2010 will mark a new era for me, which technically began just a few months ago. Since September, I realized that I became so restless with my desire for a more sustainable community. Although the City adopted its Green Cincinnati Plan and Climate Protection Plan in 2009, I still do not feel that we have a strong, comprehensive, city-wide effort. Our neighborhoods can be greener. Our transportation priorities can be much greener. Our concept of localism can be much greener.
In November 2009, I decided to start the conversation of creating community green opportunities for our neighborhood, particularly in Clifton. At Clifton Town Meeting, I presented a slideshow on various possibilities of how our neighborhood can partner with other entities to achieve greater recycling volumes, community composting, better connection between residents and community gardens, and overall waste reduction. My bit was so well-received, in fact, that the trustees of Clifton Town Meeting requested that I setup a green subcommittee under their umbrella. Over the past two months, I have been working to assemble a working team that will address these issues in our community.

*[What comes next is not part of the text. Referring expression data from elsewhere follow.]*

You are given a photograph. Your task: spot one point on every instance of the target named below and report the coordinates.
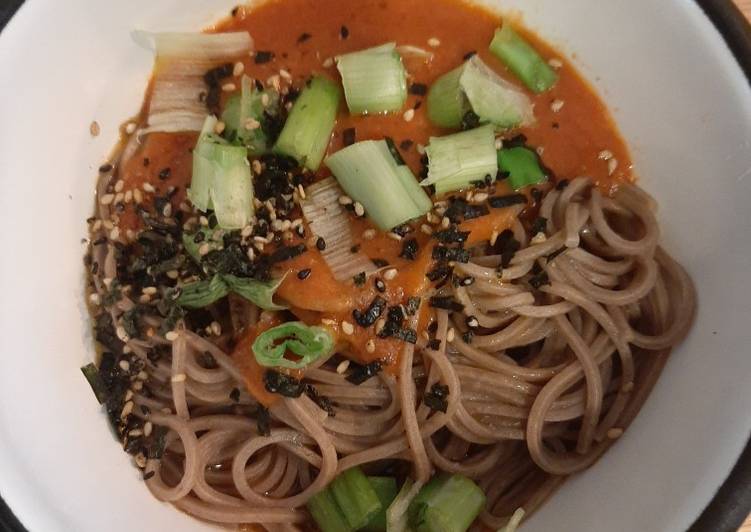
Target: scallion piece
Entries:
(522, 59)
(447, 103)
(91, 373)
(522, 165)
(221, 179)
(326, 513)
(307, 132)
(455, 161)
(492, 98)
(374, 80)
(446, 504)
(355, 497)
(386, 490)
(243, 115)
(368, 173)
(306, 342)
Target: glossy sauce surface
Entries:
(304, 36)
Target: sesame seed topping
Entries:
(557, 105)
(612, 165)
(342, 367)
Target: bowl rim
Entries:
(731, 504)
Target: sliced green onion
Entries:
(492, 98)
(221, 179)
(326, 513)
(306, 342)
(455, 161)
(307, 132)
(243, 115)
(522, 59)
(447, 103)
(260, 293)
(397, 514)
(202, 293)
(522, 165)
(374, 80)
(355, 497)
(91, 373)
(368, 173)
(386, 490)
(446, 504)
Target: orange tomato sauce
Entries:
(569, 140)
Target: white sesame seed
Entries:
(342, 367)
(252, 123)
(127, 409)
(557, 105)
(612, 165)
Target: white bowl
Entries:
(680, 98)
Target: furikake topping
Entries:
(360, 374)
(282, 384)
(437, 397)
(409, 249)
(371, 314)
(446, 303)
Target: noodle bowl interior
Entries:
(348, 272)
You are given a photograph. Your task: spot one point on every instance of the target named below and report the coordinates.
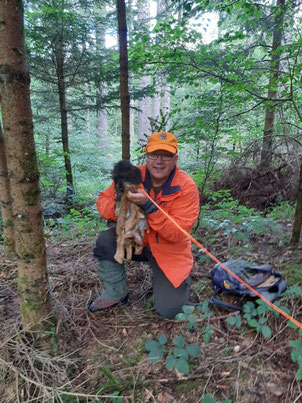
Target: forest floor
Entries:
(101, 357)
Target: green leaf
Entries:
(266, 331)
(188, 309)
(182, 366)
(299, 374)
(179, 341)
(155, 355)
(285, 309)
(180, 353)
(181, 317)
(170, 362)
(207, 337)
(151, 345)
(208, 399)
(292, 325)
(162, 339)
(193, 349)
(231, 320)
(253, 323)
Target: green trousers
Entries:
(168, 300)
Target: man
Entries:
(167, 248)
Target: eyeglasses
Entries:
(164, 157)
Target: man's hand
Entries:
(137, 197)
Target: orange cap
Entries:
(162, 141)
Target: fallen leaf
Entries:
(164, 397)
(276, 390)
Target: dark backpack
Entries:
(262, 278)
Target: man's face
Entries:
(159, 167)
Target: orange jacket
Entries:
(169, 246)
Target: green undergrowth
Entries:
(77, 224)
(257, 317)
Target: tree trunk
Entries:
(101, 117)
(124, 92)
(6, 206)
(267, 143)
(131, 75)
(64, 124)
(144, 104)
(22, 167)
(298, 214)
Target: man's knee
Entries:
(106, 245)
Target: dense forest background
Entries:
(225, 78)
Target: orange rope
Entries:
(290, 318)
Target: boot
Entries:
(115, 285)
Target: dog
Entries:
(131, 220)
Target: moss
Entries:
(32, 197)
(9, 223)
(293, 274)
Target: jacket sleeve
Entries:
(106, 203)
(184, 210)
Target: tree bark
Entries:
(124, 91)
(64, 123)
(144, 104)
(22, 167)
(298, 213)
(267, 143)
(101, 118)
(5, 202)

Little did I know the attention that my presentation would receive. Soon after, after many carbon copy e-mails, I was requested to do a similar presentation for the CUF Neighborhood Association meeting. The reception of that engagement overwhelmed me. I could not even get through my slides, as hands flew into the air. One man said he could not even remember the last time then had a presentation effect everyone in attendance to such magnitude. The e-mails also reached representatives of other community councils in Uptown, who have a vision of a larger, regional green strategy.
Now I and many others envision a collection of green assets for our region. It will be used to help recognize our existing strong points and areas of greater desire, such that money may be leveraged for more sustainable neighborhoods. It matters where a neighborhood gets its food, where it is sourced, and who benefits or suffers from the current system. It matters where our waste goes, how much energy is required to get it there, and what alternatives we can find to redraw our waste stream. Food, post-consumer waste, personal energy exerted, and our physical limitations--measuring and gauging how these types of energy are wasted, reused or diverted is vital to the enhancement of our natural environments and communities.
The above is primarily a proclamation, but it is also the beginning for a new focus of this blog. Up until now, I felt that my aforementioned efforts were not mature enough to spout about it here. I anticipate that I will have a lot to say my own personal goals to live more sustainably as well. Plastic will play less of a role in my life. The local grocery and farmer's market will have greater priority in my daily grind. The new, local, food delivery co-op also has caused me to reassess how I get my food. The way that information is dispensed to others can also exhibit a more sustainable path. The oft-encountered crossroad of "less sustainable and more sustainable road" can depend on which results in a greater net benefit. The mind swirls with these thoughts, but I feel that I am close to attaining that green confidence I have been wanting. Even so, always more can be done.